А Томир-Адам, он по-прежнему спокойно и недвижно сидел в седле, застывший, не обращающий внимания на наши страхи, — этакая статуя в халате. Странно и одновременно тревожно было смотреть на этого старика с «мелкашкой», давно уже, наверное, разлаженной, развинченной, кривоствольной, неспособной стрелять, со стертой мушкой-прицелом и разбитым затвором. Низенькая, плотнобокая лошадь Томир-Адама, идя по опасной тропе, даже выше ростом стала и плоской сделалась, словно была слеплена из папье-маше, спину изогнула горбато, ноги ее двигались будто сами по себе, по одной ниточке, копыто в копыто, медленно и осторожно.

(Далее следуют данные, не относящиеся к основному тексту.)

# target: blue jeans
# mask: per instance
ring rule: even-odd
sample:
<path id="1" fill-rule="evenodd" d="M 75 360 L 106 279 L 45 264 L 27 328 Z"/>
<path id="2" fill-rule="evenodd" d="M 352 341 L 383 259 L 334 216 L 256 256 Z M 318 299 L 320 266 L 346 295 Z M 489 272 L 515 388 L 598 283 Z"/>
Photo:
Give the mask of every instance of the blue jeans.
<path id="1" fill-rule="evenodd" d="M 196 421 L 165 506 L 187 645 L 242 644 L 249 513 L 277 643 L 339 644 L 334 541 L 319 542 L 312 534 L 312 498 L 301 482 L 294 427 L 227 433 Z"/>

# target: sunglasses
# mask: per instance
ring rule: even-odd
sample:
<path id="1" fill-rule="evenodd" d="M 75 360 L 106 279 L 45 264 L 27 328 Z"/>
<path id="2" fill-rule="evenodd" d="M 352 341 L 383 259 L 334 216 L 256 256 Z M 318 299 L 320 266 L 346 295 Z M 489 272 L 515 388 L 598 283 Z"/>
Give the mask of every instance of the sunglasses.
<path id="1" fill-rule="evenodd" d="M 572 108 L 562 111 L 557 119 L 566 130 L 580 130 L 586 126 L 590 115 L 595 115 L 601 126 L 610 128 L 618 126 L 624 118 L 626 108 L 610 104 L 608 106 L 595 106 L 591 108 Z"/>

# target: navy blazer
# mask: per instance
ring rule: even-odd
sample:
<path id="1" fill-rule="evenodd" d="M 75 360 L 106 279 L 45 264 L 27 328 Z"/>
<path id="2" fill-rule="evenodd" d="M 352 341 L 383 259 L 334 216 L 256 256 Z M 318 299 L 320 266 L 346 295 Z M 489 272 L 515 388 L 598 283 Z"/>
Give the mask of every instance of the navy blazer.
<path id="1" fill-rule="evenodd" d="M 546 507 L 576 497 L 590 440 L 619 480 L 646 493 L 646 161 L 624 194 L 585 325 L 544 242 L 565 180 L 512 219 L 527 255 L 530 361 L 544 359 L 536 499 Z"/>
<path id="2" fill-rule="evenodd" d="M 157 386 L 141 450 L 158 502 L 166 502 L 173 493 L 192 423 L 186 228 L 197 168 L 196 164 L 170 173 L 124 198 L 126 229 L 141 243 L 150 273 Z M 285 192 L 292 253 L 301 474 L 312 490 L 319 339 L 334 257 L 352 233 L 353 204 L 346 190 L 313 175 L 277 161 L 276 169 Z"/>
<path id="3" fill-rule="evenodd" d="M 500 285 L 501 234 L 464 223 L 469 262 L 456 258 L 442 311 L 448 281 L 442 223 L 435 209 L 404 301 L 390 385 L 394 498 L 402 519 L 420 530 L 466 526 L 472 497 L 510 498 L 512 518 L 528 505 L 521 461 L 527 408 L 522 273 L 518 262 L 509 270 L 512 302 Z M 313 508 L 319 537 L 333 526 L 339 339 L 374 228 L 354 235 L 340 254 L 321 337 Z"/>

И моя лошадь, она тоже шла так, по одной линейке, боясь оскользнуться, и Санина лошадь, и Декханова — у всех лошадей головы были вытянуты, словно эти умные животные прислушивались к опасности, к голосу высоты, к движению ветра, к самим себе.
Вдруг у моей лошади запрядали по-собачьи уши, заходили, то вздымаясь торчком, то ложась, будто вялые листья, на холку, в ту же минуту неживой коростелиный голос Томир-Адама приказал откуда-то издалека:
— Разговаривай с лошадью!
Он действительно прозвучал словно бы издалека, из некой преисподней, этот голос.